Stolypin himself did not see his reforms to fruition. After overseeing the tsarist reaction, he was murdered in 1911, the victim of an assassin’s bullet.
A historian’s view:
“The tsarist authorities could not settle on a clear-cut policy toward the Duma. They allowed the elections to be held, they arranged a solemn ceremony to mark the opening of the legislature that enhanced its aura of legitimacy, and they made other gestures that suggested a willingness to cooperate with the new institution. On the other hand, the authorities had limited the Duma’s prerogatives before it ever met, had appointed a prime minister and other ministers hostile to any form of representative government, and in numerous other ways had indicated a deep distrust of the legislators, who in turn gave little evidence of favouring a conciliatory strategy… The relationship quickly turned acrimonious, condemning the first experiment in popular government to an ignominious failure.”

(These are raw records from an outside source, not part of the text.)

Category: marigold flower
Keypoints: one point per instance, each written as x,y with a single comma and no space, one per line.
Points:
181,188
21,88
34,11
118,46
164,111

1. Nicholas II’s promised reforms, like those outlined in the October Manifesto in 1905, were followed by a period of tsarist reaction and broken promises.
2. In April 1906, the Tsar issued the Fundamental Laws, in effect a Russian constitution that maintained and reasserted his autocratic power.
3. A State Duma was elected but after the Fundamental Laws had no real power. The Duma’s hostility to the government led to its dissolution in July 1906.
4. In 1907, chief minister Stolypin rigged electoral laws to ensure the third Duma was dominated by conservatives and therefore less hostile.
5. Stolypin also initiated economic and land reforms to facilitate the creation of a kulak class. These affluent peasants would be more productive and become a conservative supporter base for tsarism.